Generic static quantization

Hi,

I’m trying to quantise pre-trained models from torchvision, and I’ve hit an obstacle I 'm struggling to get past. I’ve been able to fuse layers and replace relus as needed, I’ve then used Quantwrapper to get the quant and dequant around the forward function and then I can prepare and convert using the quantisation tools.

The problem I’m at now is that I get an error every time I try to run a model with an operation that needs to be quantised. For example inceptionV3 uses a some operations during the forward pass and errors will be like:

'RuntimeError: Didn’t find kernel to dispatch for operator ‘aten::mul’. Tried to look up kernel for dispatch key ‘QuantizedCPUTensorID.’

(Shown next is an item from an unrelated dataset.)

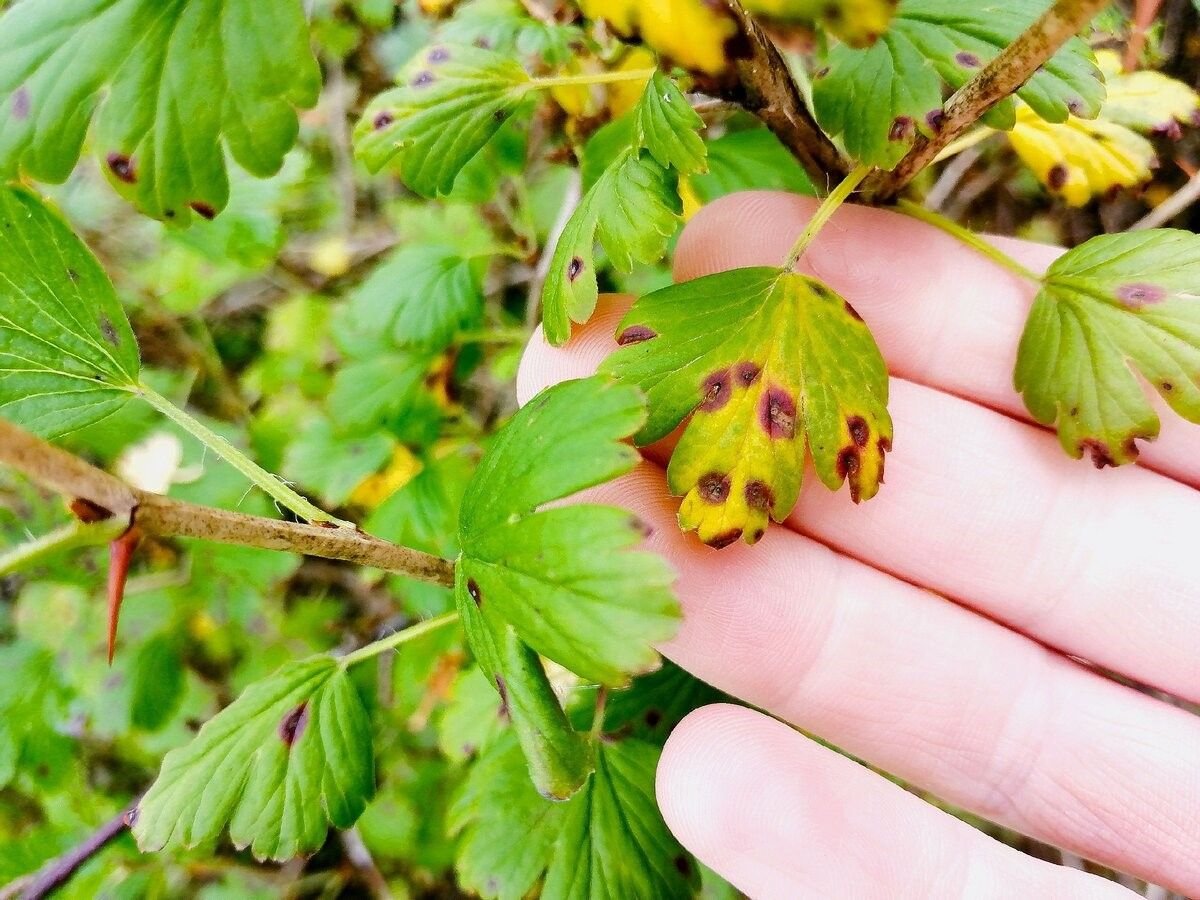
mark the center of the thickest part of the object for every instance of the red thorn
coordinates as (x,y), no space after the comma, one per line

I have bee able to run these networks by editing the model to replace operations with nn.quantised.FloatFunctional() operations, is there any way I can get past this without editing each network individually?

Hi @Joe_Heyward,

Currently, replacing these non-parametric operations with FloatFunctional is the only way. More details are here: https://pytorch.org/tutorials/advanced/static_quantization_tutorial.html#model-architecture

The reason behind the need for replacement is that to quantize these operations we need to observe input/output values.

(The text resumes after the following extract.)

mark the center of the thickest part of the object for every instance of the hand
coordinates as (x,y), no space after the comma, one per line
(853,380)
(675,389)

We are also working on automating this with quantization after scripting (graph mode quantization), but this feature is still in progress.

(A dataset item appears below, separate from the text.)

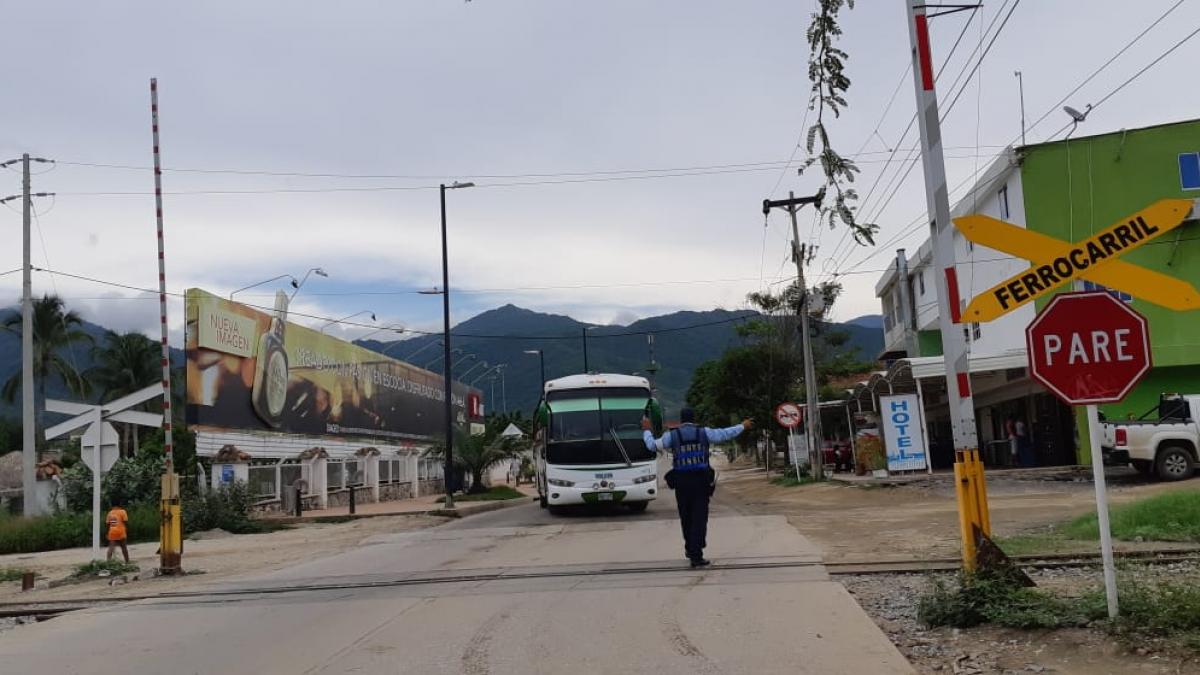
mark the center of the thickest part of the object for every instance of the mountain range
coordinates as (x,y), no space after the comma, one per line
(683,340)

Ok, thanks! What’s the best way to keep up to date on this?

Ps I thought I would be able to get past this if I could get the quant and dequant tight enough around the network forward pass, so I wrote a function similar to: https://pytorch.org/docs/stable/_modules/torch/quantization/quantize.html#add_quant_dequant, where a quantwrapper is added around every submodule to a certain level but this gives me a separate error:

RuntimeError: size mistmatch, m1: [20160 x 224] , m2: [1024 x 100] at /pytorch/aten/src/TH/generic/THTensorMath.cpp:197

Keeping an eye on release notes here (https://github.com/pytorch/pytorch/releases) is one way to keep up to date on this. Another more involved way is checking quantization related diffs.

It’s hard to say what’s wrong here without looking at the code.